How different are spending patterns? And what are the extra costs? Exactly how much money do you have to have, in fact, to live a decent standard of living in Scotland's remotest rural communities?
Alastair Nicolson, Head of Planning and Partnerships at HIE, told me the aim of the research is to move "from anecdotes to evidence".
He added: "Once you can see what things are more expensive, and how much more expensive they are than the average, that's when you're in a position to develop - or tweak - policies to address some of those challenges.
"And when you've got an evidence base you can inform policies such as housing policy, transport policy, economic development policy, to make sure that they properly meet the needs of the people in the different types of communities that we serve across Scotland. And across the Highlands and islands in particular."
Part of the research will be led by Donald Hirsch, from the Centre for Research in Social Policy at Loughborough University.
He told BBC Radio Shetland: "Government and others are taking decisions about benefit levels, or about supporting people and supporting communities."
"(But) up until recently they really didn't have any idea what sort of income people would need as a minimum. It was very arbitrary, how you could set things like wages, or benefit levels."
'Make life acceptable'
He says that's what's prompted the investigation. To find out "what a minimum would be, in remote parts of rural Scotland".
The Centre, known as Crisp, has already conducted similar studies in urban and rural England. But the costs and needs of people in the Highlands and islands may well be very different.
"Let's be clear here", Donald Hirsch insists, "we're not just talking about the basics of life like food, and clothing and shelter.
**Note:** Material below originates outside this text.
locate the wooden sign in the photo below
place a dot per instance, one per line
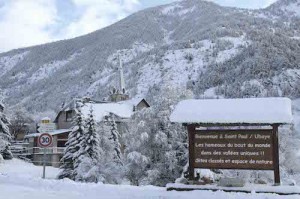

Those, of course, are absolutely essential for everyone."
"But we're also talking about the other things that make life acceptable. A certain amount of social participation, in order to not just survive but actually to live properly."
"And people won't have the same expectations if you live in London, or Lerwick, or a very remote island in Shetland."
The details of exactly who will be asked to take part in the research and how it will be conducted are yet to be finalised. But researchers will have what they call "very intense" conversations with people to establish what are acceptable minimum standards for people at different stages of life in their communities.
In a way what the research is trying to weigh up is best summarised by two comments people made to me, back out on Commercial Street in Lerwick.
One man said: "The cost of living on the islands here is much, much higher. But if you want to live in the islands, you have to pay that cost."
But another pointed out: "To buy the same things, you definitely need more money (than in mainland Scotland). But we have a very good standard of living here. There's more to the standard of living than the things you can buy with money."
The research findings are due to be published next year.